La Conciergerie, le Châtelet, Saint-Lazare, La Force, Sainte-Pélagie, La Roquette, des noms qui n’évoquent plus rien au promeneur parisien du 21èmesiècle. À l’époque où Balzac décrit Paris, ces lieux faisaient frémir, il s’agissait de prisons.
Tours et forteresses massives de l’Ancien Régime ou bâtiments construits spécialement à cette fin, les prisons reçoivent une foule de personnes, détenues pour les motifs les plus divers. Aux côtés des assassins et des voleurs se trouvent des prostituées, de jeunes fugueurs, des mendiants, des malades mentaux, des endettés. Balzac connut lui-même l’emprisonnement pour avoir refusé de servir dans la garde nationale. Le nom de sa geôle n’est pas commun : l’hôtel des haricots !

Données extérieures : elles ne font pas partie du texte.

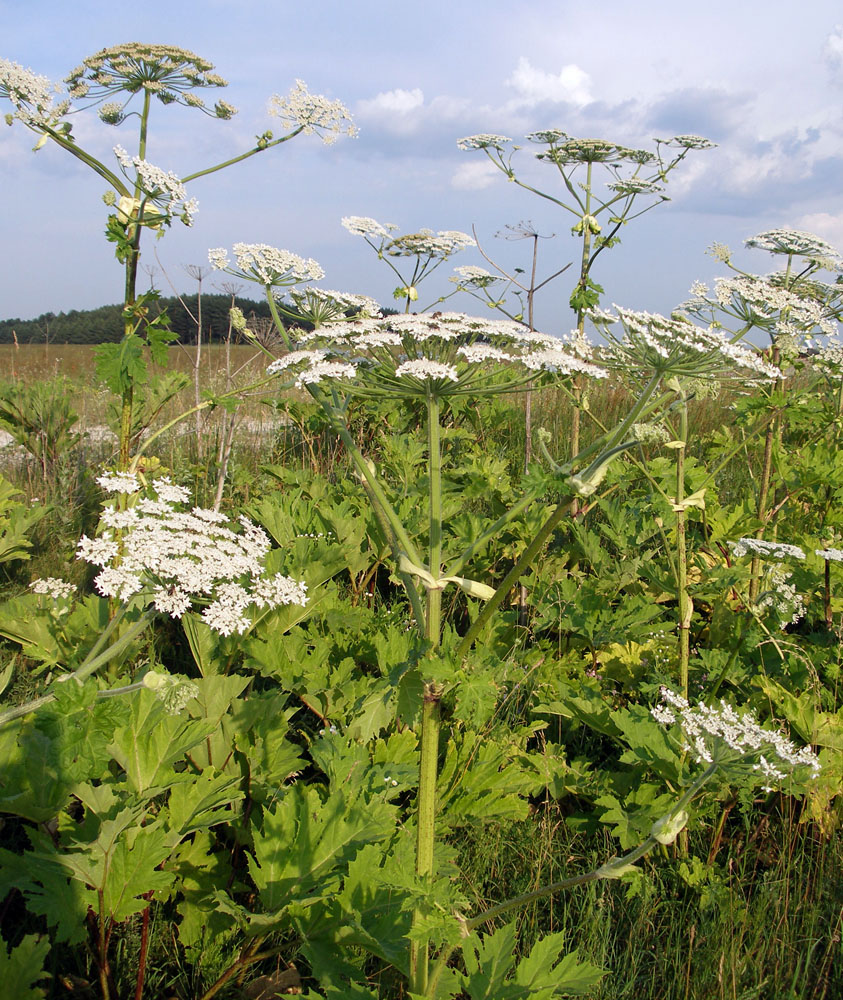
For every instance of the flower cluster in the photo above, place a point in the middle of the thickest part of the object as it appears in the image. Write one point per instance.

« Le monde des filles, des voleurs et des assassins, les bagnes et les prisons comportent une population d’environ soixante à quatre-vingt mille individus, mâles et femelles. Ce monde ne saurait être dédaigné dans la peinture de nos mœurs, dans la reproduction littérale de notre état social. La justice, la gendarmerie et la police offrent un nombre d’employés presque correspondant, n’est-ce pas étrange ? Cet antagonisme de gens qui se cherchent et qui s’évitent réciproquement constitue un immense duel, éminemment dramatique, esquissé dans cette étude. Il en est du vol et du commerce de fille publique comme du théâtre, de la police, de la prêtrise et de la gendarmerie. Dans ces six conditions, l’individu prend un caractère indélébile. Il ne peut plus être que ce qu’il est. »
Honoré de Balzac, Splendeurs et misères des courtisanes, 1847.

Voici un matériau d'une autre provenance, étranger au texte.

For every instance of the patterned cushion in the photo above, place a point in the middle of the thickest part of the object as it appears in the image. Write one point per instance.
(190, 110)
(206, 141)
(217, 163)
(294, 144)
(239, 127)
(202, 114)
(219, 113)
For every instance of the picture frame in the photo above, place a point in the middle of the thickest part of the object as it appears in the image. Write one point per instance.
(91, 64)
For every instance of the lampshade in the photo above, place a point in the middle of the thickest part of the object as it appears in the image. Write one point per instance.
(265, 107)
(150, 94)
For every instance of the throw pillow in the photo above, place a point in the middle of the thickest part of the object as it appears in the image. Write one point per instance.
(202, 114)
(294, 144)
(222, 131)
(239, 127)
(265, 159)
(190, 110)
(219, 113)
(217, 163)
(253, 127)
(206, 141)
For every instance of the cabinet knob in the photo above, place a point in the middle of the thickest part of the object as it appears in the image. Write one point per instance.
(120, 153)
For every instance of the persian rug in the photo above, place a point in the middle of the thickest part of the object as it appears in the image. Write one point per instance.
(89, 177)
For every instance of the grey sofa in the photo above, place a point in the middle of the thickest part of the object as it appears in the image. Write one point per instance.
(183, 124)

À cette époque, pour une personne arrêtée en pleine rue, l’incarcération commence par un court séjour au Dépôt de la préfecture de police, un endroit étrangement neutre où s’entassent la foule hétéroclite des prévenus de tous bords. Puis le jugement a lieu et le condamné est transféré dans une des maisons d’arrêt parisiennes, chacune ayant sa « spécialité » : les femmes à Saint-Lazare, les mineurs à La Roquette. Pour les délits courants, la condamnation peut aller de quelques mois à plusieurs années. Pour les autres, plus graves, plus politiques, c’est la peine de mort ou le bagne.
« Le Bagne, ce symbole de l’audace qui supprime le calcul et la réflexion, à qui tous les moyens sont bons, qui n’a pas l’hypocrisie de l’arbitraire, qui symbolise hideusement l’intérêt du ventre affamé, la sanglante, la rapide protestation de la Faim ! N’était-ce pas l’attaque et la Défense ? le vol et la Propriété ? la question terrible de l’Etat social et de l’Etat naturel vidée dans le plus étroit espace possible ? Enfin c’était une terrible, une vivante image de ces compromis antisociaux que font les trop faibles représentants du pouvoir avec de sauvages émeutiers. »
Honoré de Balzac, Splendeurs et misères des courtisanes, 1847.
Le bagne est un lieu à part avec sa dureté et ses règles. Règles que l’on suit, que l’on subit ou que l’on fait subir. Le bagnard connaitra les fers si lourds qu’ils marquent sa démarche pour toujours, l’exil dans les contrées les plus hostiles, l’humiliation face au peuple qui regarde avec une curiosité morbide les « monstres » enchaînés qui attendent de partir au loin, et enfin la violence, permanente, seul mode de survie. Le bagnard s’endurcira, se résignera ou mourra. On réchappe rarement du bagne, les peines sont longues, les années interminables. Ceux qui parviennent à s’enfuir font des personnages de romans profonds, magnifiques de complexité. Le Jean Valjean de Hugo, le Vautrin de Balzac, aussi noirs que flamboyants, prêts à tout, cherchent la rédemption ou la vengeance et fuient perpétuellement leur passé de bagnard, qui ne s’efface pourtant jamais.